9.4 Bisphosphonates¶
Preventive dental care before therapy. Discontinue if osteonecrosis develops. Surgical debridement and antibiotics for infection.
9.5 Elderly¶
Higher prevalence of xerostomia, periodontal disease, and dental caries. Regular dental check-ups and fluoride supplementation are critical.

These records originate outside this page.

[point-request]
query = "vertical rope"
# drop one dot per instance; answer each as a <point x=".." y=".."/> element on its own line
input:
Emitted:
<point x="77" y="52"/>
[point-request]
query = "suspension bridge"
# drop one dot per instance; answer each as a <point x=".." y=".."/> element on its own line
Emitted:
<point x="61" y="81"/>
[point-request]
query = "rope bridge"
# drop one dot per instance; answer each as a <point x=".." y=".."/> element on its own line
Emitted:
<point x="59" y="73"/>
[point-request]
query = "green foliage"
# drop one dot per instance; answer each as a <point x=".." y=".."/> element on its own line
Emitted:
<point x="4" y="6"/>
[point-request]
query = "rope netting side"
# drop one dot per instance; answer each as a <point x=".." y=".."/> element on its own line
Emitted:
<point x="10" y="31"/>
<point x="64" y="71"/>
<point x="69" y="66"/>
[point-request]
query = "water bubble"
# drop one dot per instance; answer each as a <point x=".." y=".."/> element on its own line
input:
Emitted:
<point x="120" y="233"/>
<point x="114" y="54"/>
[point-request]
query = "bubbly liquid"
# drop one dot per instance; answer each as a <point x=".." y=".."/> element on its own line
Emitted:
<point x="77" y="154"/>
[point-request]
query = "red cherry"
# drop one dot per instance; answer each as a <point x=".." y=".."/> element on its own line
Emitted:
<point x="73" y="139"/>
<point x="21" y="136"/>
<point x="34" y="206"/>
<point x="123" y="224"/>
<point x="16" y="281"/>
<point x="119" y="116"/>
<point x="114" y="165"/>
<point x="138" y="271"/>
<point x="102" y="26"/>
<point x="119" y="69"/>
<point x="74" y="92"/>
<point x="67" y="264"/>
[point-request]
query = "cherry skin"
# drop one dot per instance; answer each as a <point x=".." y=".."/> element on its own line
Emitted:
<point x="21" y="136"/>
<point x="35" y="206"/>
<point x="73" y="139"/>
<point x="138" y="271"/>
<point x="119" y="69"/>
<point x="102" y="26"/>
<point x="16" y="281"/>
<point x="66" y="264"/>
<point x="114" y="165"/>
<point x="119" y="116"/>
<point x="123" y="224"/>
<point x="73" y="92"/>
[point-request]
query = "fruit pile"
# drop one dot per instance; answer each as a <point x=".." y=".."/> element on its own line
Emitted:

10. KEY POINTS & CLINICAL PEARLS¶
- Oral manifestations are critical for diagnosing systemic and local diseases. 2. Dental caries and periodontal disease are leading causes of tooth loss. 3. Oral ulcers and white lesions require biopsy for malignancy exclusion. 4. HIV-related oral lesions respond to antiretroviral therapy. 5. Bisphosphonate therapy increases risk of osteonecrosis of the jaw. 6. Maintain oral hygiene in patients with diabetes, HIV, or immunosuppression.